Юрий Ларин. Живопись предельных состояний - Дмитрий Смолев
Шрифт:
Интервал:
Закладка:
Оценил тогда новое качество ларинских акварелей и человек, с изобразительным искусством впрямую не связанный, но относившийся к нему пристрастно и внимательно, – философ Михаил Гефтер. В упомянутом ранее эссе «Страстное молчание», которое он в 1988 году посвятил своему другу, Михаил Яковлевич не скрывал эмоций:
Позапрошлым летом в Доме творчества на станции «Челюскинская» мы увидели, как и в былые годы, поставленные у стены только что сделанные Юрой работы. Он вернулся к тому, с чего начинал и в чем достиг вершин, – к акварели. Я не верил глазам своим. Это был не только прежний Юрий Ларин, но и в чем-то неуловимо важном превзошедший прежнего.
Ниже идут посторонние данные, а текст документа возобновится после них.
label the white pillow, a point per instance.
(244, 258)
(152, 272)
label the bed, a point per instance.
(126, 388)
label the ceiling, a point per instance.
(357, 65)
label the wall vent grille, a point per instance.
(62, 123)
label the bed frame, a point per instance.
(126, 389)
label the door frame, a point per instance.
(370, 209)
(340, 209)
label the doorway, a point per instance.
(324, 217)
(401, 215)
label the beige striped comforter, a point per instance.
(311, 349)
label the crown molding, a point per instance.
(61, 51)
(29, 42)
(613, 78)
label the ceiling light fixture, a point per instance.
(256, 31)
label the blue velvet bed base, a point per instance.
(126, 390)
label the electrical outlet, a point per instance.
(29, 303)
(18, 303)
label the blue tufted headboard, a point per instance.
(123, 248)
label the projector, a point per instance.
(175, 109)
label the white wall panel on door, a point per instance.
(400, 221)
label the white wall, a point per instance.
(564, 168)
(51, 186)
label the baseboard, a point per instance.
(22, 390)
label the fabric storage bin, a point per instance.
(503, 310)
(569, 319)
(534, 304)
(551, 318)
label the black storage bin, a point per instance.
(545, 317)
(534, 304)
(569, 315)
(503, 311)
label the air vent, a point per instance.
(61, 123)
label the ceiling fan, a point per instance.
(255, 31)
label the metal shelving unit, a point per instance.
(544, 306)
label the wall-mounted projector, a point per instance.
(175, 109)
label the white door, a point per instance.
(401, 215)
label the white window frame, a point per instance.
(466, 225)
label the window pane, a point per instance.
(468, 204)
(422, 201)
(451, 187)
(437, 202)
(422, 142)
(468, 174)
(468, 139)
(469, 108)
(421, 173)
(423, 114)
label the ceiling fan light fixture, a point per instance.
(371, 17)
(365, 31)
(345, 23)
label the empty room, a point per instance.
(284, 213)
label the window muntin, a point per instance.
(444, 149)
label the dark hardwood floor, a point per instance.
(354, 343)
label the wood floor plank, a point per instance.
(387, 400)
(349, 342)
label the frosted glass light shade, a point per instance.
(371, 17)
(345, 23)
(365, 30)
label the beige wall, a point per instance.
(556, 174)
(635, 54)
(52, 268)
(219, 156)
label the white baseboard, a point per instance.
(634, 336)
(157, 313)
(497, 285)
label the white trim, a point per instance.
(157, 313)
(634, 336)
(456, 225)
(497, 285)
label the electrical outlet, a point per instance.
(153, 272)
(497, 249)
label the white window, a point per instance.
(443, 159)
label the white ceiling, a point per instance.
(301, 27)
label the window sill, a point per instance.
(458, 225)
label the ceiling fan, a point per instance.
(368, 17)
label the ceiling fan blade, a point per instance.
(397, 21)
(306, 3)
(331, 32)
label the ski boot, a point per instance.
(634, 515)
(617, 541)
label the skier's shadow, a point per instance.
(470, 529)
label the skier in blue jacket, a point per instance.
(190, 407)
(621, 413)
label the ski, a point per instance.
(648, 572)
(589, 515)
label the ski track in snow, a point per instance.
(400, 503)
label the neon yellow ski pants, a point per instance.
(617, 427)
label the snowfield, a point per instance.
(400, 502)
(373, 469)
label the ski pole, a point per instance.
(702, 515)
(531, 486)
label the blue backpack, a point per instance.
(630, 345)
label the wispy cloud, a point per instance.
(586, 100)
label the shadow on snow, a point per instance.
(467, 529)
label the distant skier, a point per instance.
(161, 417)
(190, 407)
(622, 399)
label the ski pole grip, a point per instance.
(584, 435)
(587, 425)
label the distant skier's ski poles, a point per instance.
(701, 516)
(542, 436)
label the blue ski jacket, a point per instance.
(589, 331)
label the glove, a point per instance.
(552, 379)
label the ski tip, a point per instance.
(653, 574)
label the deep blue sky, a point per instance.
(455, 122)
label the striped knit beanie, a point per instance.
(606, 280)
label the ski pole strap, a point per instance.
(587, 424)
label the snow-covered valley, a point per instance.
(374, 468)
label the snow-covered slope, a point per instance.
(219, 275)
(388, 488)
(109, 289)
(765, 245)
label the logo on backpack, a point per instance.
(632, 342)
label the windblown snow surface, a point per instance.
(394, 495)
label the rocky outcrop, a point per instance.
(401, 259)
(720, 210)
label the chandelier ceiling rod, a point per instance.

Впоследствии Юрий Николаевич не раз говорил о том, что среднерусские пейзажи, и подмосковные в том числе, никогда не вдохновляли его в такой же степени, как южные – с горами, морем, многоцветной растительностью. Он часто раздумывал на эту тему: почему так. «Природа России наводит тоску, потому что нет колористического разнообразия», – писал он в своем болгарском дневнике 2001 года. И развивал мысль следующим образом:
Все мои размышления о русской природе касаются преодоления этой тоски; тут своего рода психотерапия. Все равно я борюсь с этой природой и снова подхожу к концепции предельного состояния. Все раздумья о российском пейзаже касаются борьбы за музыкальность против литературности.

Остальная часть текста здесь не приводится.